Enfin, la fascination qu’a exercé, dès ma première rencontre avec ce répertoire, l’écriture polyphonique, depuis les motets de Johannes Ockeghem et de Josquin jusqu’aux variations sur les Psaumes de Jan Pieterszoon Sweelinck, l’éblouissement qu’avaient provoqué les décors des clavecins anversois, d’une grande simplicité de lecture et néanmoins d’une somptuosité à la limite de l’ostentatoire, toute l’imagerie associée à l’univers culturel dans lequel s’est déployée cette école de facture, comme les intérieurs des demeures patriciennes tendues de cuir repoussé, dallées de marbre noir et blanc et meublées de chêne massif que l’on retrouve aussi bien dans les musées d’Anvers que dans la production picturale flamande et hollandaise, ne pouvaient que m’inciter à construire un instrument qui puisse traduire et mettre en valeur le mieux possible la production artistique, artisanale et intellectuelle de cette époque.

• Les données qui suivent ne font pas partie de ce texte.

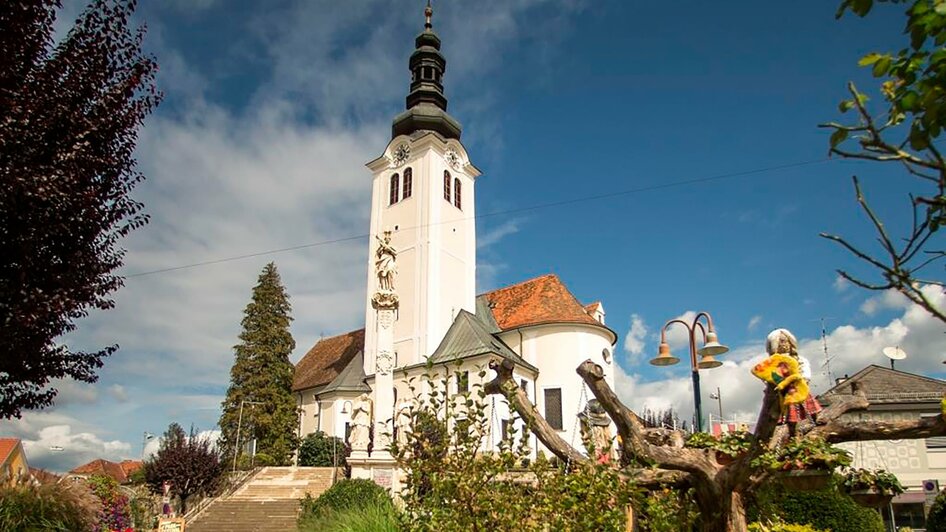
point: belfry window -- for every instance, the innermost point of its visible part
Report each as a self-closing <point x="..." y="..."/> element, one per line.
<point x="395" y="183"/>
<point x="446" y="186"/>
<point x="408" y="183"/>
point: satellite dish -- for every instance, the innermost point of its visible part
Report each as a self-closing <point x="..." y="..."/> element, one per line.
<point x="895" y="353"/>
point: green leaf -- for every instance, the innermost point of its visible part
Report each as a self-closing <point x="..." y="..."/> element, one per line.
<point x="861" y="7"/>
<point x="881" y="66"/>
<point x="869" y="59"/>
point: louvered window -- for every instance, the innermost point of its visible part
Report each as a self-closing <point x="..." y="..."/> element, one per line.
<point x="408" y="183"/>
<point x="395" y="184"/>
<point x="446" y="185"/>
<point x="553" y="407"/>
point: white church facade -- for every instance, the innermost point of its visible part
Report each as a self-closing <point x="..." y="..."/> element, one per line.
<point x="423" y="193"/>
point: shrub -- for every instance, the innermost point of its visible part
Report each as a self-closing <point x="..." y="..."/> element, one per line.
<point x="936" y="519"/>
<point x="53" y="507"/>
<point x="115" y="512"/>
<point x="346" y="495"/>
<point x="367" y="518"/>
<point x="828" y="509"/>
<point x="322" y="450"/>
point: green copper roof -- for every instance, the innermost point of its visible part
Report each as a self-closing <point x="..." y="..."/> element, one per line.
<point x="469" y="337"/>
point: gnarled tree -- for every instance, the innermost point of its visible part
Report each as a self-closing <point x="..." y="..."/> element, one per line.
<point x="719" y="489"/>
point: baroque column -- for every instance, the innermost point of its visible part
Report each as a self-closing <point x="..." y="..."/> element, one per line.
<point x="385" y="303"/>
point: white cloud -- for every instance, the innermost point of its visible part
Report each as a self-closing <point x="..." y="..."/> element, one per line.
<point x="636" y="338"/>
<point x="851" y="349"/>
<point x="888" y="299"/>
<point x="754" y="322"/>
<point x="77" y="448"/>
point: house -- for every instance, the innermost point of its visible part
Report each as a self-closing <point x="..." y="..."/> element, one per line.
<point x="423" y="201"/>
<point x="119" y="471"/>
<point x="898" y="396"/>
<point x="13" y="464"/>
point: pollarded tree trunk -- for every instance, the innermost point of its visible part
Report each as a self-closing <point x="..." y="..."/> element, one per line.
<point x="720" y="489"/>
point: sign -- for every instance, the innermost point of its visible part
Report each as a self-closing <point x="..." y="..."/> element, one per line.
<point x="171" y="524"/>
<point x="383" y="477"/>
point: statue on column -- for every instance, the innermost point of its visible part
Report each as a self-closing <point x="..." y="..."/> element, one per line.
<point x="596" y="431"/>
<point x="361" y="423"/>
<point x="385" y="265"/>
<point x="402" y="422"/>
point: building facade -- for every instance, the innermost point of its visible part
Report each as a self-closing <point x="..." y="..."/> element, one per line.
<point x="898" y="396"/>
<point x="423" y="191"/>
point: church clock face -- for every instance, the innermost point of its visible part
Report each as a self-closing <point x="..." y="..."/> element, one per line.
<point x="453" y="159"/>
<point x="401" y="153"/>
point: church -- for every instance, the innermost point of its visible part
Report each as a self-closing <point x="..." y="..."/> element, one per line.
<point x="421" y="301"/>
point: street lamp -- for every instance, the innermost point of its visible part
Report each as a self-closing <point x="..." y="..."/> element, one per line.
<point x="719" y="397"/>
<point x="711" y="347"/>
<point x="236" y="450"/>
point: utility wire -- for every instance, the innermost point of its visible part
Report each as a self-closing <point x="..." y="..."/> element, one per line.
<point x="538" y="206"/>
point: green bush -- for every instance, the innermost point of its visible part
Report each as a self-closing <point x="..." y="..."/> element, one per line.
<point x="322" y="450"/>
<point x="369" y="518"/>
<point x="346" y="495"/>
<point x="936" y="520"/>
<point x="828" y="509"/>
<point x="52" y="507"/>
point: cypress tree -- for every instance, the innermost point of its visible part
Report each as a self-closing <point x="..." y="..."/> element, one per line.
<point x="261" y="377"/>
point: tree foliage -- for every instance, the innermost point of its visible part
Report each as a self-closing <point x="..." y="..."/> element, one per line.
<point x="452" y="483"/>
<point x="69" y="117"/>
<point x="188" y="462"/>
<point x="261" y="376"/>
<point x="902" y="130"/>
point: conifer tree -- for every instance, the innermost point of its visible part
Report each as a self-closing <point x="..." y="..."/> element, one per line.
<point x="261" y="378"/>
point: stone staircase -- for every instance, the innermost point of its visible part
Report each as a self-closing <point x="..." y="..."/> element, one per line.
<point x="267" y="502"/>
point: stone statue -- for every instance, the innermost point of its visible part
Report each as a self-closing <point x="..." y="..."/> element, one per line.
<point x="596" y="431"/>
<point x="385" y="263"/>
<point x="361" y="423"/>
<point x="403" y="422"/>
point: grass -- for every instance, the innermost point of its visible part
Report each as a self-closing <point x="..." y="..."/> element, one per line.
<point x="369" y="518"/>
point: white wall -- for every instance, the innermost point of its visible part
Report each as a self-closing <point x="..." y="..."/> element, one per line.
<point x="436" y="245"/>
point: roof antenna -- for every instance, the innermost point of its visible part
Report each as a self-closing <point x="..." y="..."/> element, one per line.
<point x="826" y="367"/>
<point x="894" y="353"/>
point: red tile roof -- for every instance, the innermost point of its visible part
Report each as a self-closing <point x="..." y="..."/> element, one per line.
<point x="7" y="445"/>
<point x="538" y="301"/>
<point x="327" y="358"/>
<point x="118" y="471"/>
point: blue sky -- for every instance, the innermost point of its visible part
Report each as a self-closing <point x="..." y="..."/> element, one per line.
<point x="272" y="108"/>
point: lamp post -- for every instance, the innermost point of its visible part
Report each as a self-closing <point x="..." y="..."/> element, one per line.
<point x="719" y="397"/>
<point x="711" y="347"/>
<point x="236" y="449"/>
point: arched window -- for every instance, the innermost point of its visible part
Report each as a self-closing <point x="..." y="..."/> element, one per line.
<point x="408" y="183"/>
<point x="446" y="186"/>
<point x="394" y="186"/>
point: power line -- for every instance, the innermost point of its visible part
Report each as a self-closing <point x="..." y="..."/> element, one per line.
<point x="538" y="206"/>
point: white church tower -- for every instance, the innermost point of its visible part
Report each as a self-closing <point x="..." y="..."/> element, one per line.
<point x="423" y="192"/>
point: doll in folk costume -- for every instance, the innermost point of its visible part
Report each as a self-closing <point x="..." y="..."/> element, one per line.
<point x="789" y="373"/>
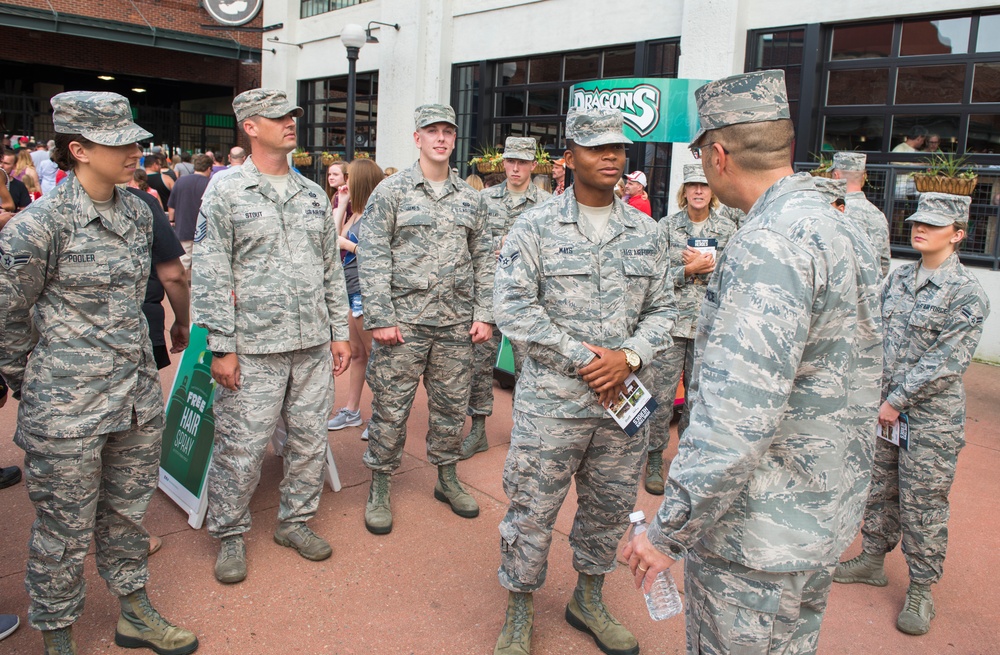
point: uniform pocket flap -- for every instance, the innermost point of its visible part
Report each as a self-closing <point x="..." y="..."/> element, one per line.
<point x="563" y="264"/>
<point x="81" y="363"/>
<point x="642" y="266"/>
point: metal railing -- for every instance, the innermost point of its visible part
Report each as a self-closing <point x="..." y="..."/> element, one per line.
<point x="890" y="188"/>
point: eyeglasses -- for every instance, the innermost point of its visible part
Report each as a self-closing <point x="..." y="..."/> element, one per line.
<point x="696" y="150"/>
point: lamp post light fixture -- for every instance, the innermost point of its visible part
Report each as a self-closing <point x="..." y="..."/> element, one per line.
<point x="353" y="37"/>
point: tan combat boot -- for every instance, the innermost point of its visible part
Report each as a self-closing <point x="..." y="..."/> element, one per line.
<point x="586" y="612"/>
<point x="515" y="636"/>
<point x="654" y="473"/>
<point x="476" y="441"/>
<point x="378" y="513"/>
<point x="865" y="568"/>
<point x="918" y="610"/>
<point x="231" y="564"/>
<point x="59" y="642"/>
<point x="141" y="626"/>
<point x="449" y="490"/>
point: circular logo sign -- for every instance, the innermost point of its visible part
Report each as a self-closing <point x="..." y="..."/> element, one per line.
<point x="232" y="12"/>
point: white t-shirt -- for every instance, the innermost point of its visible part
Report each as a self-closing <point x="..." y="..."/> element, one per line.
<point x="595" y="218"/>
<point x="279" y="182"/>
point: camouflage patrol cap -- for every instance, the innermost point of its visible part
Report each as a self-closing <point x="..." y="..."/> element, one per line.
<point x="425" y="115"/>
<point x="104" y="118"/>
<point x="940" y="209"/>
<point x="519" y="147"/>
<point x="694" y="173"/>
<point x="850" y="161"/>
<point x="269" y="103"/>
<point x="595" y="127"/>
<point x="748" y="98"/>
<point x="831" y="190"/>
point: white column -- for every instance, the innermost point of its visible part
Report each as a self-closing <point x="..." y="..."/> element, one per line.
<point x="713" y="35"/>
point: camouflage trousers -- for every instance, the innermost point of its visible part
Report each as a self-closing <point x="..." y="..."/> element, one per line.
<point x="484" y="357"/>
<point x="443" y="356"/>
<point x="544" y="457"/>
<point x="298" y="386"/>
<point x="91" y="487"/>
<point x="664" y="376"/>
<point x="909" y="499"/>
<point x="735" y="609"/>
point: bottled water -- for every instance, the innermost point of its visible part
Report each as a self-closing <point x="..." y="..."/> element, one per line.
<point x="663" y="601"/>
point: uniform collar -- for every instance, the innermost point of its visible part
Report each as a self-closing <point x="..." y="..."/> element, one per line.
<point x="417" y="179"/>
<point x="939" y="277"/>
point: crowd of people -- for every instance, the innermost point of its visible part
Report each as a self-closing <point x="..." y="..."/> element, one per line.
<point x="768" y="292"/>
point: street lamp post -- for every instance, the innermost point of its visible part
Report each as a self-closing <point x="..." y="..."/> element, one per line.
<point x="353" y="37"/>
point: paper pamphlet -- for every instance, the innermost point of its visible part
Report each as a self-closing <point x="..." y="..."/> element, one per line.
<point x="634" y="407"/>
<point x="898" y="434"/>
<point x="704" y="246"/>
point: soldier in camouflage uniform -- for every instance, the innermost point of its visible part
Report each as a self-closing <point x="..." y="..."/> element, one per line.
<point x="504" y="202"/>
<point x="426" y="273"/>
<point x="583" y="291"/>
<point x="770" y="475"/>
<point x="268" y="286"/>
<point x="850" y="167"/>
<point x="690" y="269"/>
<point x="934" y="311"/>
<point x="75" y="264"/>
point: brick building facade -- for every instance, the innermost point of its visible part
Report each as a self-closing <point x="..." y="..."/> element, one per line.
<point x="179" y="75"/>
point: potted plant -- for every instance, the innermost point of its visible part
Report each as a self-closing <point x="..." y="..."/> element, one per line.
<point x="488" y="160"/>
<point x="946" y="173"/>
<point x="824" y="166"/>
<point x="301" y="158"/>
<point x="544" y="166"/>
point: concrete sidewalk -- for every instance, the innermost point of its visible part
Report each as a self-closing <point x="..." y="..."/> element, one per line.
<point x="430" y="586"/>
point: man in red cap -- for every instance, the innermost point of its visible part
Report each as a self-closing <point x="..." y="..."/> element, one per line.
<point x="635" y="190"/>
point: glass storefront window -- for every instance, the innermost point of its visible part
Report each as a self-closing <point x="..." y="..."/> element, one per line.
<point x="935" y="37"/>
<point x="861" y="133"/>
<point x="510" y="103"/>
<point x="861" y="87"/>
<point x="984" y="134"/>
<point x="986" y="82"/>
<point x="544" y="102"/>
<point x="583" y="66"/>
<point x="926" y="85"/>
<point x="619" y="63"/>
<point x="861" y="41"/>
<point x="988" y="37"/>
<point x="545" y="69"/>
<point x="512" y="72"/>
<point x="944" y="126"/>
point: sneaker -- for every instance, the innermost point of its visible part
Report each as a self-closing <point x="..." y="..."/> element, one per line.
<point x="345" y="418"/>
<point x="9" y="476"/>
<point x="8" y="624"/>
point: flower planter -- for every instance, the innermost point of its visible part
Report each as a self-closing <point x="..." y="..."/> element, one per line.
<point x="959" y="186"/>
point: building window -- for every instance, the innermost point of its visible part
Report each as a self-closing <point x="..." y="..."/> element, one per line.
<point x="323" y="126"/>
<point x="781" y="49"/>
<point x="315" y="7"/>
<point x="884" y="79"/>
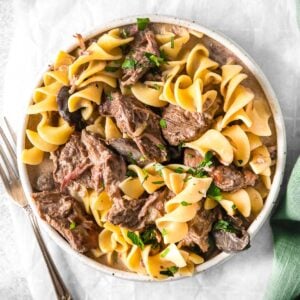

Je ne peux terminer cette présentation de mon travail sans remercier les personnes qui m’ont aidé et encouragé durant la construction de ce clavecin : toute ma famille et Jean-Luc en premier lieu, Jean-François Brun pour la réalisation magnifique du décor et son soutien sans faille durant les derniers réglages de l’instrument. Parmi les nombreux facteurs qui ont bien voulu répondre à mes innombrables questions, je tiens à remercier particulièrement Christopher Jones pour ses conseils au démarrage de ce projet. Enfin, ce clavecin n’aurait jamais pu arriver à son aboutissement sans les conseils d’Émile Jobin, dont les instruments et la manière d’envisager son métier ont été une inspiration constante depuis l’éveil de ma première curiosité dans ce domaine jusqu’à aujourd’hui.
G. Zellner
Jean-Luc Ho
Jean-Luc Ho étudie le clavecin, l’orgue et le clavicorde. Aujourd’hui musicien de claviers, il se produit principalement en récital. Sa discographie est fidèle à son amour quotidien pour Bach, Couperin, Byrd, Sweelinck…
Son attention pour les instruments et les ateliers de facture le conduisent aussi bien à s’impliquer dans la renaissance d’un orgue castillan de 1768 (aujourd’hui à Fresnes) qu’à former sa propre collection d’instruments.
Artiste-résident du Festival Bach en Combrailles (2017-2020) et de la Fondation Royaumont (2018-2021), il enseigne depuis cette année l’accord et les tempéraments au CNSMD de Paris.
Avec Guillaume Prieur, il est organiste-adjoint de l’orgue historique de la collégiale de Dole, dont le titulaire est Pierre Pfister.
Guillaume Zellner
Après des études de musicologie et d’organologie au Conservatoire National Supérieur de Musique de Paris, Guillaume Zellner s’oriente vers la facture instrumentale, d’abord grâce à un apprentissage en facture d’orgues chez Bertrand Cattiaux puis un séjour de trois ans en Angleterre chez Goetze & Gwynn. C’est principalement dans cet atelier spécialisé dans la restauration des orgues anciennes qu’il apprend l’essentiel des techniques traditionnelles et artisanales nécessaires à la construction d’instruments fondés sur des modèles anciens. De retour en France en 2016, il installe son atelier pour se consacrer à la restauration et à la construction de clavecins, tout d’abord dans le sud de l’Alsace, puis à Phalsbourg, entre Strasbourg et Nancy, depuis 2020.